Legislative questions challenged the speaker on the wisdom of an individual mandate and trusting the private insurance market to offer decent options. The speaker stated that the mandate only falls on certain groups – he noted that a 50 year old making $90,000/year with children is unlikely to be subject to the mandate, but he is also unlikely to be uninsured. The mandate only applies to the uninsured – mainly young, low income consumers without an employer offer of coverage. The speaker was unfamiliar with autoenrollment, consumer education, certifications of responsibility/liability, and other policy alternatives to an individual mandate which are included in SustiNet. Other questions focused on health care workforce capacity, difficulty getting appointments for care, and emergency room utilization which did not decrease after the reforms. The speaker believed that the problem of capacity is partly one of perception – previously uninsured consumers assumed that now that they have coverage that they would be able to get appointments quickly. However he also stated that previously uninsured consumers used to going to the ER for care are not likely to change their behavior and try to make appointments for care.

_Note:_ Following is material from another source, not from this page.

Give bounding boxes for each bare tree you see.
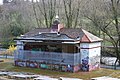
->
[82,0,120,68]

Unfortunately, despite requests, no balancing viewpoints were offered outlining the weaknesses of a mandate from states that considered an individual mandate and decided against it. There was no description of CT’s context of weak insurance market regulation, high costs, or lack of federal funding to match MA’s generous subsidies for lower income consumers and expansions of public programs.
Other speakers included a panel on strengthening CT’s public health care systems, cost and quality issues, and a report from the Health 1st Authority on their report.